Time to relapse was significantly dependent on molecular subgrouping (p < 0.0001, Kruskal-Wallis test). The median time to relapse from diagnosis for Group 3 MB was 0.66 years (range, 0.1–2.0 years), whereas the median time to relapse for SHH, WNT and Group 4 MB were 1.29 years (range, 0.51–7.27 years), 1.53 years (range, 1.33–1.73 years) and 2.08 years (range, 0.84–4.35 years), respectively. When looking at the time to relapse according to the treatment received at diagnosis, we observed that 20 out of 48 relapses occurred quickly within one year after diagnosis: 5/13 (38%) in the chemotherapy only group and 15/35 (43%) after treatment with upfront radiotherapy (Table S1).
Salvage treatment modalities were selected according to initial treatment and on case-to-case basis. Fifteen out of 48 patients were able to undergo resection or biopsy of the relapsing tumor which involved local recurrence in nine cases and metastatic sites in six. Among the 35 patients who received upfront RT, re-irradiation was administered in three patients with (n = 1) or without chemotherapy (n = 2), two patients received an SHH-inhibitor (Table S1: patient # 43 was initially considered as SHH MB according to IHC and subsequently categorized as Group 3 by DNA methylation), 26 were treated with chemotherapy and four patients did not receive further treatment. Thirteen patients progressed or relapsed after treatment based on chemotherapy alone: three received an SHH-inhibitor, four salvage chemotherapy and six patients RT with (n = 3) or without chemotherapy (n = 3). The detailed characteristics of the 48 relapsed patients are shown in the Table S1. Figure 4 represents a flowchart of the entire study cohort.

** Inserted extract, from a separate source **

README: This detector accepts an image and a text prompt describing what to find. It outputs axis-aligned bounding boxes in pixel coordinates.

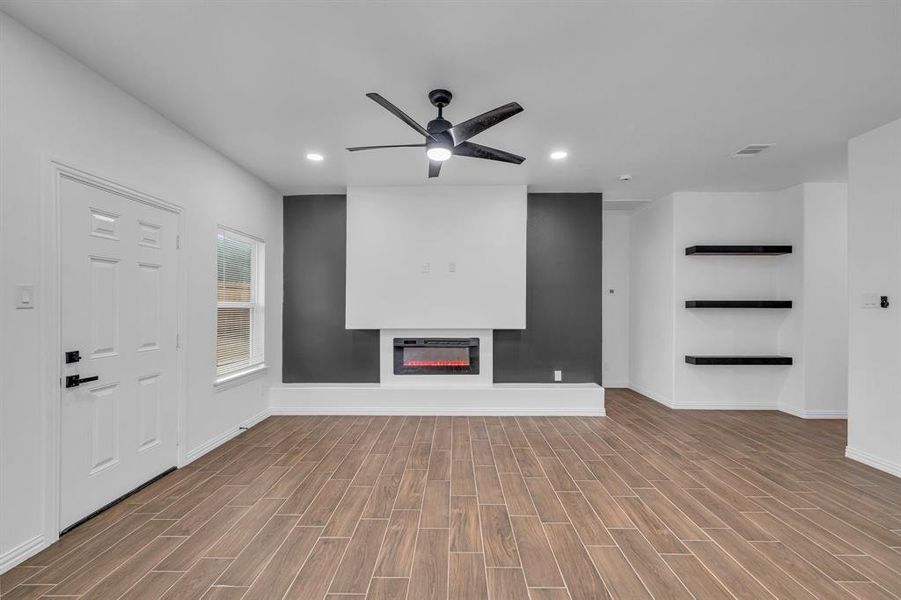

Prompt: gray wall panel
[494,194,603,383]
[283,194,603,383]
[282,195,379,383]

Figure 5 and Figure 6 represent upfront treatment according to DNA-methylation subgroups in patients with relapsed medulloblastoma (Figure 5) and treatment at relapse according to DNA-methylation subgroups in patients with relapsed medulloblastoma after receiving upfront radiotherapy-containing regimen and chemotherapy only (Figure 6).
The median follow-up for patients with relapse/progression was 5.6 years (range, 0.5–10.0 years). The median OS from first relapse/progression was 0.91 years (CI 95%, 0.31–1.49 years) (37 deaths), with an estimated 1-, 2- and 5-year OS rate from first relapse of 44.8% (CI 95%, 31.5–59.0%), 32.5% (CI 95%, 20.5–47.3%) and 19.3% (CI 95%, 9.9–34.0%), respectively (Figure 7).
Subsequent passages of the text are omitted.